風家の蔵の奥から発見されたこの古図式『将棋図巧化』は、まだ将棋のルールも未確定の時代に作られたものらしく、作意も記されていないのでその解明は難解至極。多くの研究者が挫折してきた歴史を持っています。本図も長いこと不詰の烙印を押されていたものですが、小生が苦心の末に作意を発見したものです。
本図は詰将棋のルールがまだ確定されておらず、変動を含んだ曖昧な時代に作られたということを理解しなければ解明は不可能です。「二歩禁」ルールが決められた際に、「自らの歩の配置が二枚になれば負け」と解釈されていた地方もしくは時期があったのではと小生は気づきました。

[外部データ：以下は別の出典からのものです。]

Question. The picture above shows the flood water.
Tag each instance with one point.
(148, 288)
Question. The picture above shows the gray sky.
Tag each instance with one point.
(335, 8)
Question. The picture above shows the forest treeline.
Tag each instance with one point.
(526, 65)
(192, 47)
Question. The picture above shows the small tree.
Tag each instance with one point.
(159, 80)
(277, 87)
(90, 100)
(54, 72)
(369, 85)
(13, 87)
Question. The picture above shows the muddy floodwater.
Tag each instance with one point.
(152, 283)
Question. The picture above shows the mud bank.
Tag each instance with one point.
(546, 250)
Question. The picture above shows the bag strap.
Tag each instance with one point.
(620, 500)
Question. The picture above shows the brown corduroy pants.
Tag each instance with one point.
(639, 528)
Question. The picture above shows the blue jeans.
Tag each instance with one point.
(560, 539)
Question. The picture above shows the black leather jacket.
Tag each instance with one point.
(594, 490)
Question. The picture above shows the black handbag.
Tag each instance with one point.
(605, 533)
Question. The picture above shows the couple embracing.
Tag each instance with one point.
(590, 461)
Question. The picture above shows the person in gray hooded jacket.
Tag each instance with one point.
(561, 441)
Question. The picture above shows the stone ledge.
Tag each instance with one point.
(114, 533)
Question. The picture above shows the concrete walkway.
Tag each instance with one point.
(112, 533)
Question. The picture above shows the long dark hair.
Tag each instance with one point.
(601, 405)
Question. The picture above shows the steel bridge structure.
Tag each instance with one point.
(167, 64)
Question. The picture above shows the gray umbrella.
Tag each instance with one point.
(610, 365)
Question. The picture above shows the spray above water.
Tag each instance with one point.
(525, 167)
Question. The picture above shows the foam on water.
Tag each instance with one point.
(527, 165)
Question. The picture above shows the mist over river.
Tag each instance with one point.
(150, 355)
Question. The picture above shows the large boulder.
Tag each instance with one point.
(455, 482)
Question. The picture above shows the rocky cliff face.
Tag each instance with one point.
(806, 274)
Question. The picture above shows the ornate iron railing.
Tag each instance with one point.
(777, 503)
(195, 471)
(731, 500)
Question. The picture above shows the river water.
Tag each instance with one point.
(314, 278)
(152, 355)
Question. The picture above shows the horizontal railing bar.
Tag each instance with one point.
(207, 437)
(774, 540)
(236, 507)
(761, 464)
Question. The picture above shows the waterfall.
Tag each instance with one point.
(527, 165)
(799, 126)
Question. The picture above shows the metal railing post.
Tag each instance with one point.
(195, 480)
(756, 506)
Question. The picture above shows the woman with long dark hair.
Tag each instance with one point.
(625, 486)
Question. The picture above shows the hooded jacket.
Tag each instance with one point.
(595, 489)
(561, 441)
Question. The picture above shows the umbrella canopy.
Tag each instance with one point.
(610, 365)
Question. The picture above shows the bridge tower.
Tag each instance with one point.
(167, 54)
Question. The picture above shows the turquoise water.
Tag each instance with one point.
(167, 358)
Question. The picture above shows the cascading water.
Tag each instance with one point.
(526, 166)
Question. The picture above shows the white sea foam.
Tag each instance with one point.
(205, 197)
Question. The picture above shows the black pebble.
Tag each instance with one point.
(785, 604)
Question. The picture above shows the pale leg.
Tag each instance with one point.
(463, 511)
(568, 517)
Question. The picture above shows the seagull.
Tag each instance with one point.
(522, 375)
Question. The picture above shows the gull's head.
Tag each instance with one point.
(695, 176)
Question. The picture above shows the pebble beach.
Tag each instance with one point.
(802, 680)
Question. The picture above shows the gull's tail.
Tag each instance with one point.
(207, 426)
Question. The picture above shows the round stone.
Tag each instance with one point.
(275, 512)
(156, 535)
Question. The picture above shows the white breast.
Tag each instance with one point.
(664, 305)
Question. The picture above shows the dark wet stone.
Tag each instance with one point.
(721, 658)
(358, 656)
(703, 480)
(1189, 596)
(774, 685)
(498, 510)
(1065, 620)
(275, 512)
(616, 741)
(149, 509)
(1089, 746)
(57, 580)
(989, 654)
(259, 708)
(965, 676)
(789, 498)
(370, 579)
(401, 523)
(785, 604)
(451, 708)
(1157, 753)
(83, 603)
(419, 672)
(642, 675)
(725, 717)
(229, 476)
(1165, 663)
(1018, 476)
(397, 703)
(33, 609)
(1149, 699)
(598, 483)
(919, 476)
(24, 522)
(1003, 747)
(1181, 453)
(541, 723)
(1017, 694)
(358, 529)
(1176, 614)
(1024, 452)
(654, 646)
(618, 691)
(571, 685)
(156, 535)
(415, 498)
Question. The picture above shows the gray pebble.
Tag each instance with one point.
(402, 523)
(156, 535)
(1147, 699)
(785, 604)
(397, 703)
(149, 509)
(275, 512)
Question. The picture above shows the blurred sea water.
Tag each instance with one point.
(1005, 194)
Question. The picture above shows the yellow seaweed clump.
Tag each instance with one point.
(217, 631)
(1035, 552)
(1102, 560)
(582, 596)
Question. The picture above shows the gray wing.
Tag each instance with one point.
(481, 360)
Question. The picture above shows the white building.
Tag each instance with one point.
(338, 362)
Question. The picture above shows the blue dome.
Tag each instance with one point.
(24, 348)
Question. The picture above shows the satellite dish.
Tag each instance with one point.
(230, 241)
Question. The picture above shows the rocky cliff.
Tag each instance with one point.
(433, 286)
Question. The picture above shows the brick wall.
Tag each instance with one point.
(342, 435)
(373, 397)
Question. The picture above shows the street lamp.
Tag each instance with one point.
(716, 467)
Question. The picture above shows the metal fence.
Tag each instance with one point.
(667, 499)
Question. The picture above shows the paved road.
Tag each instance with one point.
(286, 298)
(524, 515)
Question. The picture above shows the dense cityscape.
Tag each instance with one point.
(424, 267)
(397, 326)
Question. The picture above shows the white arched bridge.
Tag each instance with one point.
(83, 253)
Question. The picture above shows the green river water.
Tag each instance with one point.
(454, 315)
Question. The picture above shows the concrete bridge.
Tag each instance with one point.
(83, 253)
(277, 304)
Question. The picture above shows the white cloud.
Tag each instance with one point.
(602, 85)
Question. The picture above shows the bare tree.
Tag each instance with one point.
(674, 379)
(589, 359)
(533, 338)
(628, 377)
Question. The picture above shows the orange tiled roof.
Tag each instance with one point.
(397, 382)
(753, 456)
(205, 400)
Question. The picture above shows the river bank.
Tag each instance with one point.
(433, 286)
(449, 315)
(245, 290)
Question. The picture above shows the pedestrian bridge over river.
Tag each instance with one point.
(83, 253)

現在玉方の歩の配置は三枚。これが二枚になったら負けなので、攻方は王手しながらこの歩を取る、玉方は取らせないように応じるという攻防が展開されるわけです。
99飛、同角成、28馬迄3手詰。
39飛では29銀成ぐらいで詰みません。しかし作意のように99飛と王手をすれば、これを同歩成とはとれません。なぜならその瞬間に玉方の歩の配置が二枚になるため「二歩禁」により許されないからです。不成と取ることも「利きのない駒の禁」で許されません。仕方なく同角成となり28馬で詰みというわけです。
2手目どこかに合をすればどうなるのか。例えば29銀成としてみましょう。
以下18馬、同玉、98飛、88歩合、同飛、78歩合、…48歩合、同飛迄歩6余り。
手余り容認の時代ゆえ、この幻想的な歩の連合こそ原作意かもしれません。
追伸:「将棋図巧化」は「しょうぎずっこけ」と読みます。